E é aqui que Cujo acerta em cheio: no terror psicológico que não precisa de fantasmas ou demônios. O cenário mais aterrorizante da história é um carro em que Donna e Tad ficam presos, cercados por um animal enlouquecido, em pleno verão. O calor é sufocante, a sede é real e a tensão cresce a cada página. Stephen King usa a claustrofobia como ferramenta narrativa e transforma a espera em agonia. Os capítulos finais são quase insuportáveis, no melhor sentido possível.
Os temas que atravessam o livro são vários. O isolamento, tanto físico quanto emocional, é o principal. Donna está sozinha no momento mais desesperador da sua vida. O medo da morte do filho a consome e ela precisa cavar dentro de si uma força que nem sabia que tinha. Aqui, King nos mostra uma maternidade crua, visceral, onde o amor se transforma em luta pela sobrevivência.

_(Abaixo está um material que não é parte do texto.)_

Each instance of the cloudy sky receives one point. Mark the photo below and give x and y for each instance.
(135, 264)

Outro tema central é o da fragilidade da vida comum. A família Trenton poderia ser qualquer família. Eles não são especiais, nem amaldiçoados. O que os destrói é uma sequência de pequenas decisões, mentiras, descuidos e... azar. King, aliás, brinca com essa ideia de destino e acaso ao extremo. Tudo poderia ter sido evitado, mas nada foi.

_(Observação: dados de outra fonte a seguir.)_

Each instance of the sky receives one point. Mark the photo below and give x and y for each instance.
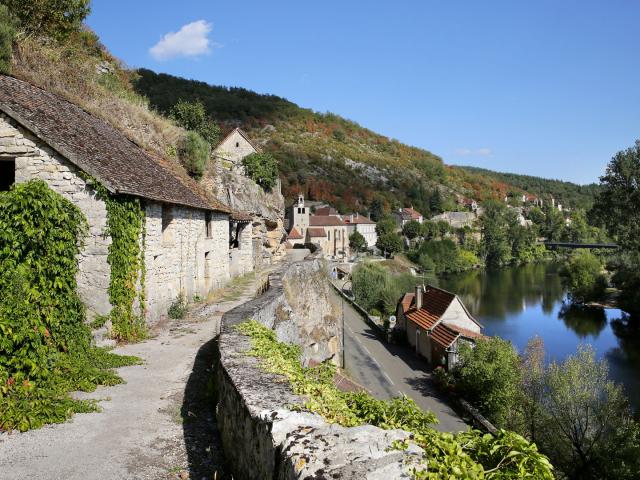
(548, 87)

Do ponto de vista narrativo, Cujo é engenhoso. King alterna múltiplas perspectivas, com Donna, Vic, o mecânico Joe Camber, o amante Steve Kemp, o xerife Bannerman e até mesmo Cujo. Isso constrói uma teia de tensões e expectativas que culminam em um clímax devastador. E é impossível não falar sobre o final, que é o soco final, seco e cruel, que deixa o leitor sem ar. O próprio Stephen King já declarou que se arrepende dessa escolha. Mas, de certo modo, ela é coerente com a proposta do livro: um retrato incômodo da impotência humana diante do acaso.

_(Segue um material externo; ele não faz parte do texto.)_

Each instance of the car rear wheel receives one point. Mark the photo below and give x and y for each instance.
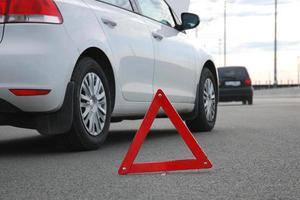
(92, 106)
(207, 104)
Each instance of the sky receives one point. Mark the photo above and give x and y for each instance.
(250, 35)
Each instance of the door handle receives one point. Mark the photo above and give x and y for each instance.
(109, 23)
(157, 36)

Cujo venceu o British Fantasy Award de Melhor Romance em 1982, mas sua recepção crítica, na época, foi dividida. Alguns achavam o livro cru demais, pessimista demais. Hoje, ele é visto como um exemplo poderoso de terror psicológico sem apelações sobrenaturais. Uma aula de como o cotidiano pode esconder monstros e de como qualquer um pode ser levado ao limite.
Cujo é mais do que a história de um cachorro assassino, mas uma metáfora sobre tudo o que a gente não controla. Sobre como a vida pode virar um pesadelo a partir de uma simples ida à oficina. E sobre como o horror, às vezes, não vem do escuro, mas do calor, da sede, da espera e da solidão.
Se você está pronto para um livro que dói mais do que assusta, Cujo é pra você. Mas prepare-se: o monstro aqui não tem sete cabeças, ele tem quatro patas, um focinho quente e já foi um bom cachorro.